Het boek beschrijft in romanvorm de levens van zijn Indische familie ten tijde van de oorlog met Japan en de daaropvolgende bloedige strijd om de Onafhankelijkheid van Indonesië. Voor hen was deze oorlog niet simpel ‘Wit tegen Bruin’, maar, vanwege de verwevenheid met beide kanten, zeer verwarrend. Het was een incestueuze, wrede strijd waarin broers en neven tegenover elkaar stonden, en ieder constant werd gekweld over de juistheid van zijn eigen keuzes.
We volgen van binnenuit de strijd om het vege lijf van een achttienjarige bruine jongen, die alles gaf voor zijn vrienden en door hen van een wrede Japanse dood werd gered. Die met zijn Prins Bernhardbataljon onwaarschijnlijke opdrachten uitvoerde en zelf de handen ook niet schoon hield.
We zien door de ogen van een dertienjarig blank meisje met blauwe ogen, hoe het was om te overleven in het hol van de leeuw, ver achter de demarcatielijn. Hoe zij zag dat de Indonesiërs elkaar op leven en dood bestreden en jacht maakten op mensen met blauwe ogen.

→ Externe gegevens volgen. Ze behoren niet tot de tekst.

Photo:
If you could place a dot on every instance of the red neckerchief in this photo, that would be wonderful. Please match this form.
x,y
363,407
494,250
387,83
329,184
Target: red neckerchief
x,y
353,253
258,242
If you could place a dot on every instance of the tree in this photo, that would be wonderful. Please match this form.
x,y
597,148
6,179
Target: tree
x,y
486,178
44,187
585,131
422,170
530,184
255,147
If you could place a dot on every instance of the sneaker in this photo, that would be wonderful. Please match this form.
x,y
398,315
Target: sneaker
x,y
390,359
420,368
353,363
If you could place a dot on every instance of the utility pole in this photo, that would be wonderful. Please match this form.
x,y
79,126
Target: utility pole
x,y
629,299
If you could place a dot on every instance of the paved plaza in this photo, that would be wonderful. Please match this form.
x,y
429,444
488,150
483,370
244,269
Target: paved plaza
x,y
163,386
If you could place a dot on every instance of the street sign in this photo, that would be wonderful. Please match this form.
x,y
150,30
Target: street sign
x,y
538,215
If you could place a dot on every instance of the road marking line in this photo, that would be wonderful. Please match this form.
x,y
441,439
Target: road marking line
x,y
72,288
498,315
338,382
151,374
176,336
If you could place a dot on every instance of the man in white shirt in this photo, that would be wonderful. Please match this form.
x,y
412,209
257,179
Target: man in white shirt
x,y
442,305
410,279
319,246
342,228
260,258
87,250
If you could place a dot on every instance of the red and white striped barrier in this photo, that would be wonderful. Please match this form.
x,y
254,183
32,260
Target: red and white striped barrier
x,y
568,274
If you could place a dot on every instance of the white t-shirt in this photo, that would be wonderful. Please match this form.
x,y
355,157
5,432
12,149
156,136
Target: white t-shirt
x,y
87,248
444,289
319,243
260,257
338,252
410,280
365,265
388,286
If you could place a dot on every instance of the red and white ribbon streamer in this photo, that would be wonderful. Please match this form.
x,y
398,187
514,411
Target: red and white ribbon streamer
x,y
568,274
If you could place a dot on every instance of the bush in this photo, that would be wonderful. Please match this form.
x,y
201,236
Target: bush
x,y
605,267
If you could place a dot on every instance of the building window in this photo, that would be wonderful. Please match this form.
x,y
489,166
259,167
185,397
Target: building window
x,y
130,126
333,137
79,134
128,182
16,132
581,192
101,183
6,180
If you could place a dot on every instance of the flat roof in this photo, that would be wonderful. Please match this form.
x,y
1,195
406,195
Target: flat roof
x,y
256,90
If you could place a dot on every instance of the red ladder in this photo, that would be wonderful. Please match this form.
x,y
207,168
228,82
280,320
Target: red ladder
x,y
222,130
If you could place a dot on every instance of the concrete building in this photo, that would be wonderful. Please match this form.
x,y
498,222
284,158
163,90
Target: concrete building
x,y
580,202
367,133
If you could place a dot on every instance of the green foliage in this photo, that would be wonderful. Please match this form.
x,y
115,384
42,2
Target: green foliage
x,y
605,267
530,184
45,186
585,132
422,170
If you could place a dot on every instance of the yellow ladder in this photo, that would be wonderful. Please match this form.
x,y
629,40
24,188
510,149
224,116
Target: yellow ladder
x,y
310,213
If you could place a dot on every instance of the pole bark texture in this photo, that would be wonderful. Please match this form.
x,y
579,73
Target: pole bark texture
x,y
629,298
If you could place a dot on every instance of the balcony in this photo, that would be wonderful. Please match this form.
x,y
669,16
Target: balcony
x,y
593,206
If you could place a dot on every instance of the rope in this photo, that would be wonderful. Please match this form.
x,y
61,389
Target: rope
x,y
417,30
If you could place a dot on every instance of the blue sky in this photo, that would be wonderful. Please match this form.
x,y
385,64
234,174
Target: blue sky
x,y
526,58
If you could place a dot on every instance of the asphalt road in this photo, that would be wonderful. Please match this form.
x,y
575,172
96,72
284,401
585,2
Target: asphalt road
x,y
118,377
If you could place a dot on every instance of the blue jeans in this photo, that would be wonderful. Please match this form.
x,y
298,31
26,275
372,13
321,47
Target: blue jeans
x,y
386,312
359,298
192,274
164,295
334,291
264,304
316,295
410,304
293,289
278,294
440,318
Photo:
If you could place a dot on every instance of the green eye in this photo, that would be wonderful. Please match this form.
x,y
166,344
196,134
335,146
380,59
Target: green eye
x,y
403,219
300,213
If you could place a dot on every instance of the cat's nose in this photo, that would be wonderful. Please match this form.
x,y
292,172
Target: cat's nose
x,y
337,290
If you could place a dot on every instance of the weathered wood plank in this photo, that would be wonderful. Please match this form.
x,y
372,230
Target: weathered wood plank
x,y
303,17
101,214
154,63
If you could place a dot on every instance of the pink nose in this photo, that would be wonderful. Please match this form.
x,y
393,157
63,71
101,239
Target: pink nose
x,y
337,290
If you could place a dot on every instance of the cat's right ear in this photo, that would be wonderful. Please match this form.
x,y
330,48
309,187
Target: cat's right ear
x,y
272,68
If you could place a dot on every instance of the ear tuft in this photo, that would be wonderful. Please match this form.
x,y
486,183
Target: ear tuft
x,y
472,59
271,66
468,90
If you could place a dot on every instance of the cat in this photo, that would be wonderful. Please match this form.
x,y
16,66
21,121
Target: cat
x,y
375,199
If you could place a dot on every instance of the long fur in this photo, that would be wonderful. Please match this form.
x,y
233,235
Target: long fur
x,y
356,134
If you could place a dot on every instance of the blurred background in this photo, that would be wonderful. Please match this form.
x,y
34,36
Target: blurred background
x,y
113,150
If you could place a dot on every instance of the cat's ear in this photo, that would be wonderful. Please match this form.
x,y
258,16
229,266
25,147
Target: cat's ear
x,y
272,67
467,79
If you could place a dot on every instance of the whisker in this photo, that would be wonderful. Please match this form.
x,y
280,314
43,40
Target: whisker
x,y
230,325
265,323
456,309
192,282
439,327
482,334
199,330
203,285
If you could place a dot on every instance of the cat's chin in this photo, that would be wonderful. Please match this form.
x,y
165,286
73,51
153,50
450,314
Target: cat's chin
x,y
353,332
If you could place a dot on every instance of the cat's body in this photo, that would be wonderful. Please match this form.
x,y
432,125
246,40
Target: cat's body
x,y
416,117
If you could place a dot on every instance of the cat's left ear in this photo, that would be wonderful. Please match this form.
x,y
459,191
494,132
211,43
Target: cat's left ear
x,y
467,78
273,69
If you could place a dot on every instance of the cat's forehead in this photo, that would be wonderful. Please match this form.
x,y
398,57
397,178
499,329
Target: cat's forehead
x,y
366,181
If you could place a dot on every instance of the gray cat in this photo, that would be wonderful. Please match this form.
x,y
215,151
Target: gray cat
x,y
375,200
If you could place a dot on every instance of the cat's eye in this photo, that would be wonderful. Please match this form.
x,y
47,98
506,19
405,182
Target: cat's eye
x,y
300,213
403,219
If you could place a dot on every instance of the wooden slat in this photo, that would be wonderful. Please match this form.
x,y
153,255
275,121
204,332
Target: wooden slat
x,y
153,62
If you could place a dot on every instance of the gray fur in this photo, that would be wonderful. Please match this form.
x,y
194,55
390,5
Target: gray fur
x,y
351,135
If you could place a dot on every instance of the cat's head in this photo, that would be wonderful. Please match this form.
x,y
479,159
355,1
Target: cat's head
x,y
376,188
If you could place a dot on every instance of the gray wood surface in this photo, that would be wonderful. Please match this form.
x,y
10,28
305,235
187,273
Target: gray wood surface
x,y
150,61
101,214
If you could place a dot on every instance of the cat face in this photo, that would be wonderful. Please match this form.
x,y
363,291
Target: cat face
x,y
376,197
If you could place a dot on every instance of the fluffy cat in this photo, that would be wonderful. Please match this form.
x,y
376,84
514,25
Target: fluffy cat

Zij verloor de helft van haar geliefden, maar werd zelf op het nippertje gered door twee dappere Nederlandse foeriers!
De bruine jongen en het blanke meisje wisten op miraculeuze wijze Nieuw-Guinea te bereiken, ontmoetten elkaar, bouwden een paradijs tussen de Papua’s… maar werden ook daar verjaagd.